Von Linda Ahrens
Wer die Seidelstraße 39 in Berlin-Reinickendorf besuchen will, muss alles abgeben: Jacke, Schlüssel, Handy, Tasche. Alles wandert in ein Schließfach. Die Anweisungen geben zwei Vollzugsbeamte, die hinter einer Glasscheibe sitzen. „Die Besucherkarte dürfen sie nicht verlieren“, mahnt eine Beamtin streng. Schließlich öffnen sich die gelben Schleusen mit einem Geräusch, als würde ein Vakuum aufgehoben. Der Weg auf das Innengelände ist damit freigegeben und eine Gruppe junger Studenten steht nun auf dem Hof der Justizvollzugsanstalt (JVA) Tegel.
Hier begrüßt uns Rainer Dabrowski. Er ist ein kräftiger Mann mit dunklen Augen, Bart und kurzgeschorenen Haaren. Er sieht so aus, wie ich mir einen Seemann vorstelle. Doch Rainer Dabrowski ist kein Seemann, sondern seit 23 Jahren Pfarrer und Seelsorger in der JVA Tegel. Regelmäßig führt er Gruppen hinter die Mauern und will seine Arbeit damit greifbar machen.

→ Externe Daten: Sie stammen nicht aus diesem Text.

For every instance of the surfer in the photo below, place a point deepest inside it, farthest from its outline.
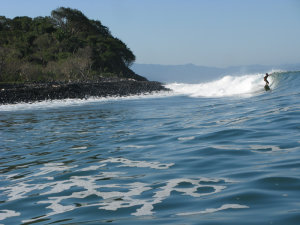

Routiniert beginnt er die Führung und lenkt uns über das Gelände. Immer mit seinem dicken, klappernden Schlüsselbund in der Hand. Überall schließt er für uns auf und hinter uns wieder zu. Wir gehen die Außenmauer entlang, an einem der 13 Wachtürme vorbei. Sie sind schon lange nicht mehr besetzt, stattdessen wurden Zäune gebaut, die das Gelände in überschaubare Abschnitte gliedern. „Eine Sparmaßnahme“, erklärt uns Dabrowski, wobei der Seelsorger skeptisch schaut. Er ist der letzte evangelische Seelsorger in Tegel mit einer vollen Stelle. Auch hier mangelt es an Geld.